Several AI agents took on different stakeholder personas and reviewed a paper I was about to send. They told me to strip a list of named external vendors from one paragraph because the names looked like a turf risk for one of the readers. I did. Then a second-level check surfaced a question I should have run first: did the sponsor commission those names? Back in my kickoff notes from two weeks earlier, the sponsor — the person who had actually commissioned the paper — had named those vendors specifically as items two through four on the original Asks. I had not just strayed from the brief. I had executed a persona recommendation directly against the sponsor’s instruction.

The strip was reverted within the hour. The lesson was sharper than the reversal. The persona lens had identified something real — the names would register as turf-adjacent for one of the readers, and that prediction was accurate. What the lens could not know was that the sponsor had already priced that risk in and wanted the names anyway. The persona models the receiver. It does not model the commissioning history.

This is the same shape as a problem I have hit with multi-LLM councils. Load three frontier models with a paper and an evaluator prompt, and the council will overrule constitutional decisions you have already made — naming choices, structural choices, deliberate compressions — because the council cannot see why you made them. The protection turned out to be passing the rationale file alongside the paper. Once the council could see why a choice was made, it stopped trying to undo the choice. Persona-based review has the same gap at a different surface, and the fix is the same: pass the commissioning record alongside the persona profile. The receiver model needs to know what the commissioning model already decided.
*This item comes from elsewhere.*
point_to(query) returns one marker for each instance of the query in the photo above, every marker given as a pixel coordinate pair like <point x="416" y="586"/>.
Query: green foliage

The discipline that took longer to learn is the one underneath the fix. Lens output is diagnostic, not authoritative. The persona correctly flagged a risk shape, but “this is a real risk” does not mean “change the body to remove it.” The risk might have been priced in by the sponsor. The risk might warrant a verbal pre-brief rather than a body edit. The risk might be a feature, not a bug. Persona review tells you what shape the risk has. It cannot tell you whether to absorb it, route around it, or proceed through it. That call depends on commissioning history the lens cannot see, so when the persona recommendation contradicts the sponsor instruction, hold against the lens, not against the sponsor. Flip-flop between the two is the symptom of having anchored on the lens output rather than the actual commission.

Multi-persona review is genuinely useful. It catches risk shapes a single reviewer would miss. But the value is diagnostic, not directive. The lens identifies the receiver’s likely reaction. The commission tells you what to do about it. Both halves matter. Either alone produces confident wrong answers.